Whoever abides in me and I in him, it is he who bears much fruit, for apart from me you can do nothing.
Yet some just can’t seem to find time to be in the Word,
and others, though they are in the Word, are
Others are in three Bible studies a week,
but have no time to be in the world with
or the least of these.
Their grapes are not sweet, but sour!
If this describes us, and if we are honest,
it describes us all in part,
let us discover the secrets of fruit-bearing in the vineyard.
At a recent retreat in Omaha, I had some sharpening conversations with the women at my table that shed light on secrets of bearing fruit. I was speaking on Christ in the Song of Songs, and my conversation with the young and beautiful M. C. helped me see how relevant the Song is to John 15. In the Song, the “bride” keeps being compared to a vineyard. Why? A vineyard represents God’s people, His Bride. In Isaiah 5, God says that despite His love and care, His vineyard yields bad grapes. How disappointing it is for the workers to go in and find such poor fruit!
In the Song, as the bride grows in her trust and obedience, her vineyard bears good fruit. Like our own Mary E., who is in a battle for her life against cancer, she is open to whatever will most glorify the Lord, even if it is suffering and death. Or our own Joyce, who lives in constant pain and cares for a disabled adult daughter with great needs. Mary and Joyce are bearing sweet fruit and are like the bride in the Song who says:
Awake, north wind,
and come, south wind!
Blow on my garden,
that its fragrance may spread everywhere.
Let my beloved come into his garden
and taste its choice fruits.
(Song of Songs 4:16 NIV)
While the south wind is a warm gentle wind, representing sweet things in life, the north wind is a cold harsh wind, representing the trials of life. But this bride is open to either, and will give thanks for both, trusting that God is in control. With this attitude, the fragrance of her Lord, with whom she is One, with whom she abides, will spread everywhere! And He will be so pleased with this garden, in sharp contrast to the disappointment he felt with His garden in Isaiah 5.
When I sat down this young woman said she had been taught this passage from a very sexual perspective, but had never been able to understand the north and south wind or why the fragrance would spread everywhere. To me it was an affirmation of what we have lost by seeing the Song so exclusively from an earthly sexual perspective.
Then I began to ponder some of the other references to the vineyard in the Song, in reference to John 15. I remembered this warning:
What are the foxes that spoil are fruit?
That’s what we will consider this week and we’ll also listen to a tremendous free message from Paige Benton Brown (Keller called her the best preacher in America) on how we as women can be fruitful in Kingdom work.
1. What stood out to you from the above and why?
MONDAY-WEDNESDAY BIBLE STUDY
Prepare your heart with this:
2. Read John 15:1-5
A. Who is the true vine and who is the vinedresser?

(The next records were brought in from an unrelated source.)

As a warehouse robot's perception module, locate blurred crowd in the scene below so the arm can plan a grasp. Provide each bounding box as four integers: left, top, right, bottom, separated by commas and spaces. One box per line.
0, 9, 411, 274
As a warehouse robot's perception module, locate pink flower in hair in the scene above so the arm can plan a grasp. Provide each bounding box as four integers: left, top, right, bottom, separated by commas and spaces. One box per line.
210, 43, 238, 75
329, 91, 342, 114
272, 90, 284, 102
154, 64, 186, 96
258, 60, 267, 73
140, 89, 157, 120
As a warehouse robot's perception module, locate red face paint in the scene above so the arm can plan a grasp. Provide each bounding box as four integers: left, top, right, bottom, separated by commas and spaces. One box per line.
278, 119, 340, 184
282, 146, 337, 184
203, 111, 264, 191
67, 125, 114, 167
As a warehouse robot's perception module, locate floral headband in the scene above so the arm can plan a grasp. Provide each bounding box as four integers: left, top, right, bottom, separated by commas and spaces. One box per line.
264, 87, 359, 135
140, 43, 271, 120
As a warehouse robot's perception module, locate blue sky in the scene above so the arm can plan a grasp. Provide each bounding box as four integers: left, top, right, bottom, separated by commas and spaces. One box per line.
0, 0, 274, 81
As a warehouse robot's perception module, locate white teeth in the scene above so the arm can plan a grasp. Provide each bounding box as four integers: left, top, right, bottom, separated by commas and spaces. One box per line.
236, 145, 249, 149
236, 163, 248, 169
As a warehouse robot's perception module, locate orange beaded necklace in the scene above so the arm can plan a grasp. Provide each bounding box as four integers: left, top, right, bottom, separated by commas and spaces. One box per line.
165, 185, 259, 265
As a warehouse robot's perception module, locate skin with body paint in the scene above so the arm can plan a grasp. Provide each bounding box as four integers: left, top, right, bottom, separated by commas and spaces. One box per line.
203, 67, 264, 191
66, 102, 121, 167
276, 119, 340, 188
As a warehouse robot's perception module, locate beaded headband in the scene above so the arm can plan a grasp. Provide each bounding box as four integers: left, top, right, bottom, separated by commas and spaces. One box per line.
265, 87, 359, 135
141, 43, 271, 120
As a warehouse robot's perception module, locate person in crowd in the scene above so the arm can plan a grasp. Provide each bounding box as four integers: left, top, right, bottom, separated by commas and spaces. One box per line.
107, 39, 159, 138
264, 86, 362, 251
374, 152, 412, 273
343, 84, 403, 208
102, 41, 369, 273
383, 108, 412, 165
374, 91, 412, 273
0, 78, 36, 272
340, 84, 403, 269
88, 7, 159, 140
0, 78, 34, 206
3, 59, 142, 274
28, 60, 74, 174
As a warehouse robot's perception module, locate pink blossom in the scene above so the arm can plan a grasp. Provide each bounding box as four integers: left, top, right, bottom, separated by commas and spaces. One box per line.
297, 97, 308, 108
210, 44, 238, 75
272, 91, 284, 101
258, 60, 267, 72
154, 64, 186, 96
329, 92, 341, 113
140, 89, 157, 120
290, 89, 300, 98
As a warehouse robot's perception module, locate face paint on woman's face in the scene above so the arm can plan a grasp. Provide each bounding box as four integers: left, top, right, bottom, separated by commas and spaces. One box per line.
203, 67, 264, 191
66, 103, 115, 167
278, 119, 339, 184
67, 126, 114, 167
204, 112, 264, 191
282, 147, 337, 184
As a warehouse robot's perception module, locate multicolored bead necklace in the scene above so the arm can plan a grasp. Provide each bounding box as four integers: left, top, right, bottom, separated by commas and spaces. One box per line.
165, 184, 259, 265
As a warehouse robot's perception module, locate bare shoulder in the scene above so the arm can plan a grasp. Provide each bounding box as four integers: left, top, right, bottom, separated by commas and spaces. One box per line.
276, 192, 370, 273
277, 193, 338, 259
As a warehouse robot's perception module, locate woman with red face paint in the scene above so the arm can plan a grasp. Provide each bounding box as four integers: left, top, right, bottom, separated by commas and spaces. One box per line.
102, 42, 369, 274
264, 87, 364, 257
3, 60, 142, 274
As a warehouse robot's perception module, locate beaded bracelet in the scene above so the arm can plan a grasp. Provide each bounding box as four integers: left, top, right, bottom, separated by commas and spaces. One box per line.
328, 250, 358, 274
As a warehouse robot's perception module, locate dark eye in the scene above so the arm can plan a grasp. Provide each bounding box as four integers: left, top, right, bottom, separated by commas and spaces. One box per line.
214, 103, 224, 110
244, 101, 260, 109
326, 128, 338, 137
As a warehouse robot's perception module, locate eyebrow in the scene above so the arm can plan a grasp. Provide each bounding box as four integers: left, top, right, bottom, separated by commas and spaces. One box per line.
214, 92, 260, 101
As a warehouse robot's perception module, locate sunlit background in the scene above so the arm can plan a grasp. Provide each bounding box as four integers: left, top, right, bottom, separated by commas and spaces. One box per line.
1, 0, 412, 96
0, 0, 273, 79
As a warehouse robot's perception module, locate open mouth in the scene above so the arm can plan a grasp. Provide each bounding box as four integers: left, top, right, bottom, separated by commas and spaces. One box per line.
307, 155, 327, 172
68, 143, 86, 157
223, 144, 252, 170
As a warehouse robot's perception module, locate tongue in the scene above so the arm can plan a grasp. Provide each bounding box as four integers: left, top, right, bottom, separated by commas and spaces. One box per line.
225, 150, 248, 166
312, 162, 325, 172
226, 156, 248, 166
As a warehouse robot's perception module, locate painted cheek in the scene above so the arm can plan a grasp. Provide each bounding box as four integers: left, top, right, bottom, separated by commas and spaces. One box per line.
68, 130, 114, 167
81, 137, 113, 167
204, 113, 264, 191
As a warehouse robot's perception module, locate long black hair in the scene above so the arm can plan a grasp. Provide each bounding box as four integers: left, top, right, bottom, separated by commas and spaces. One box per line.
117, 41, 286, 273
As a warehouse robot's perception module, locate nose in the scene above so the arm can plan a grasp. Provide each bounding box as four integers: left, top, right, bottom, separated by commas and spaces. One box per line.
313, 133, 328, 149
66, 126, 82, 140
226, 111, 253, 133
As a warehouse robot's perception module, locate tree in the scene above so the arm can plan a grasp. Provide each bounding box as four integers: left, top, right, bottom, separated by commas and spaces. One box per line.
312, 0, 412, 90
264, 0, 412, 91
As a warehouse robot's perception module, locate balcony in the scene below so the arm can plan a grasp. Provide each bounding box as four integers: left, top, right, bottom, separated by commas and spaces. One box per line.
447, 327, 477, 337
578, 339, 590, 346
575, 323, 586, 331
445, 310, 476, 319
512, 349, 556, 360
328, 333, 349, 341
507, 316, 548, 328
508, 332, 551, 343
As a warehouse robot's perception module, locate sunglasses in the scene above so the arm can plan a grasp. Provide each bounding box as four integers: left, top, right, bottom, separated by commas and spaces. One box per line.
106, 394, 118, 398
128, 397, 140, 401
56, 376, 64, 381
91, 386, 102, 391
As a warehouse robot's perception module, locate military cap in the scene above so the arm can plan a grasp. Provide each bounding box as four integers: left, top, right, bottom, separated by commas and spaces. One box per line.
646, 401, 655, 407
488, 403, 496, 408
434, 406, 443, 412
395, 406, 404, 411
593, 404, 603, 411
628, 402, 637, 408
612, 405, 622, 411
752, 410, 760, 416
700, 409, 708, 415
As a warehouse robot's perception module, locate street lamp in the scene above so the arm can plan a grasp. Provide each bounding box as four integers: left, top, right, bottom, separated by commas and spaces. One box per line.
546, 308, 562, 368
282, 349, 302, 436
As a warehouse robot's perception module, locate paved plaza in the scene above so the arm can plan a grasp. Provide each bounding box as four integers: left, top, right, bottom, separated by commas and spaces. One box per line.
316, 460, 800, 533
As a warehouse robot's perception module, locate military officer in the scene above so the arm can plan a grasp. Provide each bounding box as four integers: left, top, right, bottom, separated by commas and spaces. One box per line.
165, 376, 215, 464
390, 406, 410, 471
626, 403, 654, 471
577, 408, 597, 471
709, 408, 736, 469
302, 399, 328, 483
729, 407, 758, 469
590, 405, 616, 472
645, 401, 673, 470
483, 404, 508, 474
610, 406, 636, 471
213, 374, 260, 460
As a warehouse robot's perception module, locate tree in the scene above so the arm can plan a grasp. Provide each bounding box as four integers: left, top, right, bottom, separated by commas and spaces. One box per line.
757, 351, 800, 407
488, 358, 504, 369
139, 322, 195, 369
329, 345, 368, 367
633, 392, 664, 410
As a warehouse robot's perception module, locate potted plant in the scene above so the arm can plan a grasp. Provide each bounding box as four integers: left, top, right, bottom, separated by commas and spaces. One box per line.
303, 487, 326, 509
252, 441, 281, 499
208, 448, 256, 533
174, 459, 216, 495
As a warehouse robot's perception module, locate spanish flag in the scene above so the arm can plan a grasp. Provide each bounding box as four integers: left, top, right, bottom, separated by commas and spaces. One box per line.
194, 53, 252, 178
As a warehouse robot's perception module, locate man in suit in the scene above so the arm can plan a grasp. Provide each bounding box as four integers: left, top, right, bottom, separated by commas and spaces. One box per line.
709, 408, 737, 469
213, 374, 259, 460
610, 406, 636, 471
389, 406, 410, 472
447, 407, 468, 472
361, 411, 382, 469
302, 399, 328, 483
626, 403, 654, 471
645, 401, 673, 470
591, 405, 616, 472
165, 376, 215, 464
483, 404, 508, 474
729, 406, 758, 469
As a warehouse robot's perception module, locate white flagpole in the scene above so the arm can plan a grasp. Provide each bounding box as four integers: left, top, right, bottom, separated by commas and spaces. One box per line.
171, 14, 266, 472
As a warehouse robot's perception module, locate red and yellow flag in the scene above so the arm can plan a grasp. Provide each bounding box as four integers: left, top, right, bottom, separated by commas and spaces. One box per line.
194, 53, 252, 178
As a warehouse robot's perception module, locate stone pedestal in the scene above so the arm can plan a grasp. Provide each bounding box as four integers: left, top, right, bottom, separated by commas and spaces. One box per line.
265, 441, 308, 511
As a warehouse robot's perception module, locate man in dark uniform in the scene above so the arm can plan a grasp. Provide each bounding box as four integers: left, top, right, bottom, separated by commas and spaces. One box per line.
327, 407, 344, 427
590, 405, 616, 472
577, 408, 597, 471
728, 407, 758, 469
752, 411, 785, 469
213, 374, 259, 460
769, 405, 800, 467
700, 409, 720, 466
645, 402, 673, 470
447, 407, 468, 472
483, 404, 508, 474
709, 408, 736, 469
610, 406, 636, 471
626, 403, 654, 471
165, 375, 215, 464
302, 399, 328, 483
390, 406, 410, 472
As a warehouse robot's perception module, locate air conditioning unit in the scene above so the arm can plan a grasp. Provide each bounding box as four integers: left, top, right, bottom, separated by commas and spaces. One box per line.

B. If there is no fruit, what does the vinedresser do, and if there is some fruit, what does the vinedresser do?
C. Pruning can come in the form of suffering. How should we respond to suffering in our life? Give Scriptural support.
D. Pruning can also come through the Word. What does Jesus say in John 15:3?
4. What motivations might a person have other than intimacy and transformation for being in the Word that would stifle fruit-bearing?
5. What startling comments does Jesus make in John 15:4-5?
At our table discussion one of the women was illumined by this. She said, “I like to be busy, and I have trouble getting into the Word. So I guess my busyness is the tip of the iceberg, and it keeps me from being in the Word. So what I need to figure out is what is the sin beneath the busyness. What do you think?”
6. How would you have answered the above question from the woman in Omaha?
7. Another fox I must beware of is reading my Bible to “feel good about myself as a Christian,” instead of connecting with the Lord. I’ve been struck lately with Jacob’s words to God, “I will not let you go until you bless me.” I think if I could get my heart in that attitude each time I meet with Him, that I would have more consistent good fruit. Thoughts?
8. A blog Bible study is a wonderful opportunity to sharpen one another, but it has dangers too. We may be writing our answers more for the approval and comments of one another than to connect with the Lord. I wanted to jump up an hug Mary-Canada the day she lost her written prayer in cyberspace and said, “I guess it went straight to the Lord.” How can we guard our hearts on this blog study from the little fox of the idol of approval?
9. Challenge Question: Read The Song of Songs 7:11-12 and comment on it in light of our lesson.
THURSDAY-FRIDAY BEARING FRUIT IN THE KINGDOM
10. Listen to Kingdom Matters from Paige Benton Brown and share your comments/notes.
11. What is your take-a-way and why?